A ride on the Streetcar comes with reminders of many of the calls that he's responded to over the years, whether it's a fire at the Tucson Convention Center while a movie was being made or the call to the historic foundation to help preserve the front of the Grill after a devastating fire.
"There are crosses on sidewalks, where there was a bike or a pedestrian or a car wreck, and I know that they didn't make it, but I was on the call," Critchley said. "Some of them are hard, but some of them are great."
Like the nine babies that he's helped deliver. Or the department's partnership with agencies around the world, like the mass casualty exercise that sent some members of Tucson Fire Department to train in Israel.
"We're on the map," he said. "People know Tucson Fire."
The department boasts the highest Insurance Service Office (ISO) ranking for a metro fire department. Critchley said he's proud to know that the department's quality service can make a difference for homeowners and their insurance.
The physical and mental health of firefighters has been a priority for Critchley. He said it's been important for the department to have wellness programs, but there are what he consider more contentions changes that he believes could help as well.

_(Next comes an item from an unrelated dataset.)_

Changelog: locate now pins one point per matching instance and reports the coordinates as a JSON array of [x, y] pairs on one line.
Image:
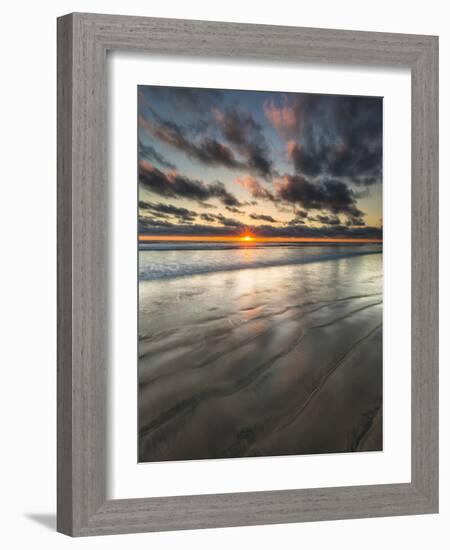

Switching up the schedules or two-crew rescue vehicles would need to be the projects of a future chief, according to Critchley.
He said his next project will be leaving his work family of roughly 750 employees to focus on his much smaller family at home.
"I've had an incredible ride and I'm just one of a long ling of firefighters, Tucson Fire Department employees that are giving back to the community," he said. "It's been nothing I ever dreamed I would do, and now I can't imagine to now have done it."